First, we continued to get user feedback and they confirmed what we saw here. The simplistic UI design in blueberry is perfect for simple use cases and when everything works but when people have issues we actually tell them to switch to blueman. The most common issues are related to the backend, devices which fail to pair or to connect, and audio connections with crackling noises or audio lag.

Because blueberry worked for most users and other WIP took priority, testing the migration to blueman was postponed during the 20.1, 20.2, 20.3 and LMDE 5 cycles. Today we got news from Fedora that blueberry no longer works with gnome-bluetooth 42. Even if Mint 21 / Ubuntu 22.04 ship with GNOME 41 this is an issue for blueberry in the long term. It can use the same API used by GNOME Shell, but if we're to continue with it, it will require changes no matter what.

Mint 21 is planned for August and this will become more of a priority.

clefebvre commented 2 years ago

@cschramm are you available for a quick chat on IRC or Discord? I'm preparing a PR for symbolic icons but I'd like to know if you want to keep fullcolor icons as an option, and in which parts of the app.

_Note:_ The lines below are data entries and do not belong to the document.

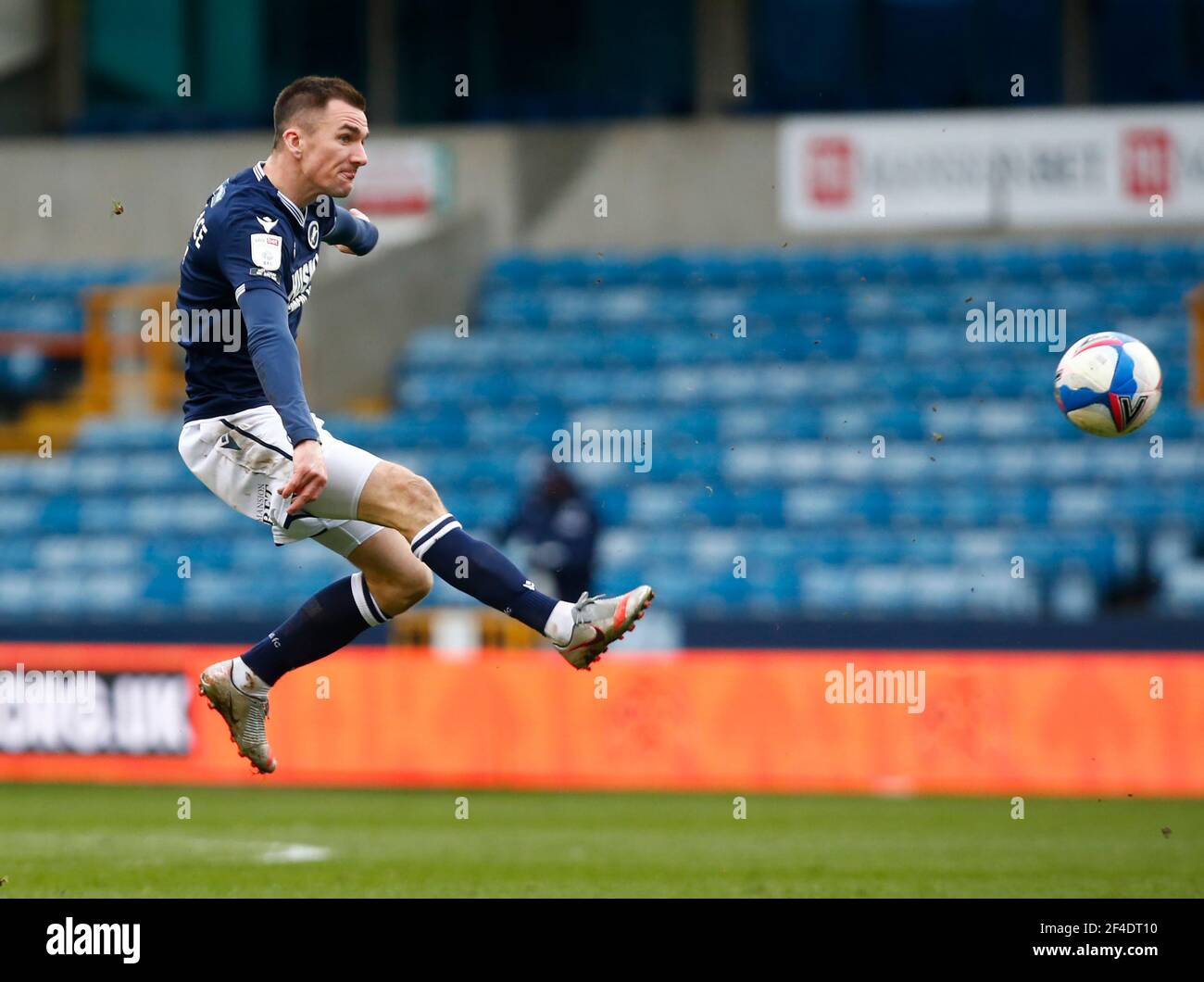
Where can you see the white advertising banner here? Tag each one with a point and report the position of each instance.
(404, 177)
(1010, 169)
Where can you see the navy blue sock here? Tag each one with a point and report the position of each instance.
(480, 570)
(328, 621)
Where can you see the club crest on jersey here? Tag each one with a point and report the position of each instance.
(265, 251)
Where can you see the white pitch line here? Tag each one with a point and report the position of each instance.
(294, 852)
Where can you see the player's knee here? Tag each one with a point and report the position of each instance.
(414, 497)
(400, 590)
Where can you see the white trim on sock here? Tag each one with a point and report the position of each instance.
(421, 549)
(359, 590)
(558, 628)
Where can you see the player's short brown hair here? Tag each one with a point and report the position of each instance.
(312, 92)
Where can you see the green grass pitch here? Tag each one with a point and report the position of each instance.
(128, 841)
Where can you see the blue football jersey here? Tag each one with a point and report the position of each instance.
(248, 236)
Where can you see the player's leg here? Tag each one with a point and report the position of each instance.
(396, 497)
(390, 581)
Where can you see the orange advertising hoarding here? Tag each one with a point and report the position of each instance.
(807, 721)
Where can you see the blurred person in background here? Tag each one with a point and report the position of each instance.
(560, 524)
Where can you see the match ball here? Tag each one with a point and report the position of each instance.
(1108, 384)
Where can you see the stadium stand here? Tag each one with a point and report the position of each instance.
(762, 446)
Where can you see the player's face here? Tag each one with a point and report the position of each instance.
(335, 148)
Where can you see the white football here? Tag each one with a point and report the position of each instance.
(1108, 384)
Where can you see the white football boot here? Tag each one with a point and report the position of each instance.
(244, 713)
(597, 621)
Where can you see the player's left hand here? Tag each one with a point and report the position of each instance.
(308, 477)
(357, 213)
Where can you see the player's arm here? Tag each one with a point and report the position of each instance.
(352, 232)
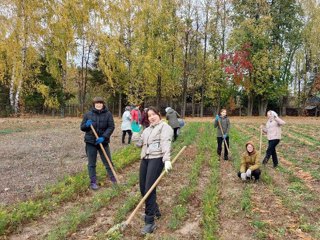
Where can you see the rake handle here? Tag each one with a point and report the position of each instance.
(151, 189)
(105, 154)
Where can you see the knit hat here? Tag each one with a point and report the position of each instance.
(251, 143)
(98, 100)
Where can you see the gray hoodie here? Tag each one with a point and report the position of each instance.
(156, 141)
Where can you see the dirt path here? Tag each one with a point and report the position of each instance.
(232, 220)
(38, 152)
(278, 221)
(274, 219)
(40, 228)
(167, 192)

cschramm commented 2 years ago

@clefebvre: Sure. clem on SpotChat?

clefebvre commented 2 years ago

ok, I'll join #blueman there.

clefebvre commented 2 years ago

@cschramm I finished the French translations for the main/ branch in Weblate. Do I need to finish the 2.2 branch also?

cschramm commented 2 years ago

Cool, thanks. There's currently no plan for another 2.2 release (disclaimer: there wasn't before 2.2.4 either :see_no_evil:). The UI changes we discussed will definitely go into 2.3, so main is fine.

cschramm commented 9 months ago

During a lengthy discussion (https://github.com/blueman-project/blueman/discussions/2186, no need to read it) I just realized that blueman does not play well with the notification system that Cinnamon seems to have inherited from Gnome 3.

blueman uses notifications as dialogs for pairing, service authorizations (for untrusted devices) and incoming file transfers. However, by default Cinnamon's notification daemon ignores notification timeouts and puts everything into a pile of past notifications in the tray after displaying it for a configurable period of 4 seconds, even if the notification has actions. You can configure that notifications get removed when they time out, but you cannot change the fact that they are always displayed for a fixed period.